Das Thema an sich ist von universeller Bedeutung. Aus einem Nachbarschaftsstreit wird eine tragische Fehde, aus einer enttäuschten Liebe wird ein Trennungsdrama. Die Machtpositionen sind eindeutig definiert. Hier regieren die Frauen, die Männer müssen sich unterwerfen, sie sind nur das Material, mit dem die Frauen ihre Herrschaft besiegeln und verfügen weder über die Mittel noch Möglichkeiten, um den jeweiligen Kampf im allseitigen Interesse oder womöglich zur Zufriedenheit der Frauen zu beenden. Ein interessantes und boshaftes Beziehungsbild wird hier deutlich: Die Männer sind abhängig von den Frauen. In ihrem Bestreben, es den Frauen recht zu machen, verschlimmern sie die Situation mehr, als sie zu verbessern. Private Beziehungsstörungen werden auf diese Weise zu öffentlichen Problemen. Hinter dem zerstörerischen Verhalten der drei Frauen stecken unverarbeitete Enttäuschungen, unausgesprochener Kummer oder, wie im Fall von Atlis Mutter Inga, die Trauer um ein Kind. Psychologisch durchdacht und dramaturgisch geschickt zeigt Hafsteinn Gunnar Sigurðsson das extreme Bild einer bürgerlichen Wohlstandsgesellschaft, in der ein Anstupser genügt, damit hinter der kultivierten Maske das Tier sichtbar wird. Und dieses Tier ist alles andere als freundlich, es ist barbarisch. Es wird zu jeder List greifen, um ans Ziel zu gelangen, und es wird nicht eher ruhen, bis der Feind vernichtet ist. Mit hämmerndem Percussionsound oder dramatischen Kontrabasstönen und in ironischen Bildern, zum Beispiel aus der Vogelperspektive, unterstreicht Sigurðsson sowohl visuell als auch akustisch seine fiese These vom Kampf der Geschlechter und vom Untergang der Zivilisation, die alle Freiheiten nutzen könnte, aber an nicht ausgelebten Sehnsüchten und unausgesprochenen Worten kaputtgeht.

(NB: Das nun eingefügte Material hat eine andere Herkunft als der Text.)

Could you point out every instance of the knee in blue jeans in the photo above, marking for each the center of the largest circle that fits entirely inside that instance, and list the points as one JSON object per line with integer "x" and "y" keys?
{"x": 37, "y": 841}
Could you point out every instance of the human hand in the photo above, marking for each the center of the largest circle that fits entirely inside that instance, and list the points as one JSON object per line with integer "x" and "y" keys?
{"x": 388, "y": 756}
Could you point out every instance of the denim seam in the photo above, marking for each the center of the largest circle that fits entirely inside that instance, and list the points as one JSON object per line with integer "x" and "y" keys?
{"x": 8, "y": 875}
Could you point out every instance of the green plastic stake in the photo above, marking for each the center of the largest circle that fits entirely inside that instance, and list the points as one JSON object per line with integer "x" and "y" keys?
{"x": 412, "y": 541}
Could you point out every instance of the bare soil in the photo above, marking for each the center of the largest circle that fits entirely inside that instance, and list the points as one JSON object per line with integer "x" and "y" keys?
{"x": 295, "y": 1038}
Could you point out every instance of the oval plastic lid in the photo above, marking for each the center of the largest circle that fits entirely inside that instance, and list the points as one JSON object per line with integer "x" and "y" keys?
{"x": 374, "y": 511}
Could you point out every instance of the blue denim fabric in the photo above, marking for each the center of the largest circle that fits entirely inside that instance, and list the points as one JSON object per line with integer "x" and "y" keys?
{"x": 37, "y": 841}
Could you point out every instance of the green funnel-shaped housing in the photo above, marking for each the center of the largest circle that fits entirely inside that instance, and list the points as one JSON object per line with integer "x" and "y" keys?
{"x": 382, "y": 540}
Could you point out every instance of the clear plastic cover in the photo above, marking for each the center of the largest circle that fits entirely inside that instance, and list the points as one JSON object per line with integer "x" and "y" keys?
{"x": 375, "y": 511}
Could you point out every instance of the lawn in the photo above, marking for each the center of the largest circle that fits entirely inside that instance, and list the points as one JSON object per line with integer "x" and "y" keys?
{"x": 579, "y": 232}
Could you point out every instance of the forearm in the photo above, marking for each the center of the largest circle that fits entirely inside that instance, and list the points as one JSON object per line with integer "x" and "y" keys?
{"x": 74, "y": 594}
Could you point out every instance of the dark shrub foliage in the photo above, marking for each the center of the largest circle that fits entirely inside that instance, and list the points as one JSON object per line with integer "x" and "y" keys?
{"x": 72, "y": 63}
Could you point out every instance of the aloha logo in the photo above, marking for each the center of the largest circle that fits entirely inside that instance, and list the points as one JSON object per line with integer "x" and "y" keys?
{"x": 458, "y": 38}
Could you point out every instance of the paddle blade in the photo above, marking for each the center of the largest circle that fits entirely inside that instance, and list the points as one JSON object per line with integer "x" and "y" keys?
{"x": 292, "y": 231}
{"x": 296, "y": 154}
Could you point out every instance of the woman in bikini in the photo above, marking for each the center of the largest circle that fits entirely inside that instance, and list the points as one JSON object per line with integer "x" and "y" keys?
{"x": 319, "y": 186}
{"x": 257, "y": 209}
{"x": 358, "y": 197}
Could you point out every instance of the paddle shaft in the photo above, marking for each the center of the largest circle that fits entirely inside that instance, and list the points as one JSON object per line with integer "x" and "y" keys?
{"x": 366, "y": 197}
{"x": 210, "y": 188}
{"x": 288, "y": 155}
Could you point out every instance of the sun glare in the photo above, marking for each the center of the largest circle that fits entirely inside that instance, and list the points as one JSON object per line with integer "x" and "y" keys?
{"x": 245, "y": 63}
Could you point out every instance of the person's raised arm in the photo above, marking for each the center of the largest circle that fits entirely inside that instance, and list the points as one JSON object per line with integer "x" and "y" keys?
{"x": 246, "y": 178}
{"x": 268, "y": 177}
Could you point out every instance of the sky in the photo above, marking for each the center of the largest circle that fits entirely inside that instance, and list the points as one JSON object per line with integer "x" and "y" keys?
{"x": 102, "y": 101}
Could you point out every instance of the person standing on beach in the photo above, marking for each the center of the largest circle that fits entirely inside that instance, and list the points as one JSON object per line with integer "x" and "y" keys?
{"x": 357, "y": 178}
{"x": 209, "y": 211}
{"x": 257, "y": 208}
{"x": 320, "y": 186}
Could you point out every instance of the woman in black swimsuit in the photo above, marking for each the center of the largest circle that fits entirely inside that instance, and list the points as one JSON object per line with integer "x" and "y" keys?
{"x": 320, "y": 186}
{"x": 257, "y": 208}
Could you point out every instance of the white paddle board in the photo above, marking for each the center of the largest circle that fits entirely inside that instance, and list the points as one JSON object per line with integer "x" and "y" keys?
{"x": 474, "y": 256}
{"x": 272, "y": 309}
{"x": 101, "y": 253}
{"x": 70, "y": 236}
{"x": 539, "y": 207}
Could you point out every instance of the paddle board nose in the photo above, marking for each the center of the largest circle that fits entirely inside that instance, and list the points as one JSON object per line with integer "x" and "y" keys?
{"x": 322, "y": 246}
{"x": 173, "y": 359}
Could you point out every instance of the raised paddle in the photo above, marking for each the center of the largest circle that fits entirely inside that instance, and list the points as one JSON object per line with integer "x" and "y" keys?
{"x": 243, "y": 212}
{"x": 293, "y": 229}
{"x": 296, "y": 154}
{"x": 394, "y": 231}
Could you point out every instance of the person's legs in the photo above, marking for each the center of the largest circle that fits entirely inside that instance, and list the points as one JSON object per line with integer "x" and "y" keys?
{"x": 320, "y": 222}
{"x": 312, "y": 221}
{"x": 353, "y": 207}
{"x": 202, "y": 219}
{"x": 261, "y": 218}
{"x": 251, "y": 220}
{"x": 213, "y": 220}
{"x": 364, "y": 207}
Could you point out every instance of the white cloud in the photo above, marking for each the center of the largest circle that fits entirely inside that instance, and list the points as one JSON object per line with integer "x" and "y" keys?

Aus vernunftbegabten Menschen werden rachedurstige Kreaturen, die ihren Verstand dafür einsetzen, anderen zu schaden. Dabei richten sie sich zugrunde. Das hat schon einen gewissen Zynismus und zeugt von einem sehr herben Humor, der in seiner verstörenden Wirkung ganz gut zum Zeitgeist passt.